I still haven't bought the bike yet. If I go Cervelo, I'll buy the 2013 R3 Ultegra or the 2012 R3 Team which comes with the better fork. Anyone have a preference with one over the other? With the delay in purchase, I'm considering upgrading my Cannondale frame (through Cannondale's frame upgrade program) to a 2013 EVO when framesets are available in April. Going to the bike shop to test ride an EVO and R3 today so we'll see.


----------



## RCMTB

*2013 R3 Ultegra*

Will replace wheels soon. It's a size 48.


----------



## HolyBull

RCMTB said:


> Will replace wheels soon. It's a size 48.


So how did you decide on the 48?


----------



## RCMTB

Initially, I tested a 51 and 48. 51 Felt ok, just a little stretched out at the hood area. I was set on the 51 and would probably have to install a no offset seat post to get me closer to the hoods or a shorter stem. 48 felt a little cramped. Went home to discuss with the wife and purchase got delayed.

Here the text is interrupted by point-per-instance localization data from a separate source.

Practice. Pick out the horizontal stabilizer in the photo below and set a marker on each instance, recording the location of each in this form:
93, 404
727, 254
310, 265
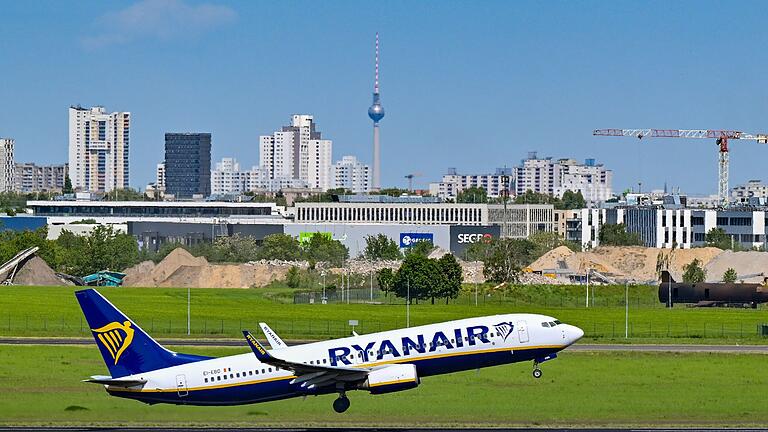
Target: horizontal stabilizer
274, 340
115, 382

When I was ready to buy I still wanted to test ride both again. 51 was in stock, but 48 was gone. So the LBS had a 48 in one of their other stores and shipped it over the next day. They adjusted the seat height and away I went on the test ride. It fit like a glove the way it was setup definitely different than the first 48 I test rode. During the new bike fit, the fitter finely tuned the seat height and lowered the stem about 15mm, checked my leg stroke and that was it. The stem is a 100mm stem. I don't know if comes stock with a 100mm stem, but either way the bike felt great. I have yet to take it out on the road it has only been on the trainer for a few rides. Hope to get a ride in this weekend if it's warm enough.


----------



## RoadrunnerLXXI

Most likely a 90mm stem. My 51cm have a 90mm.


----------



## AvantDale

My 54 came with a 90mm. Cervelo goes for the more "recreational" setup. Switched it out for a -17/110mm.

Main reason I don't like stock bikes is that they come with parts that don't work with me. Bars, stem, saddle.


----------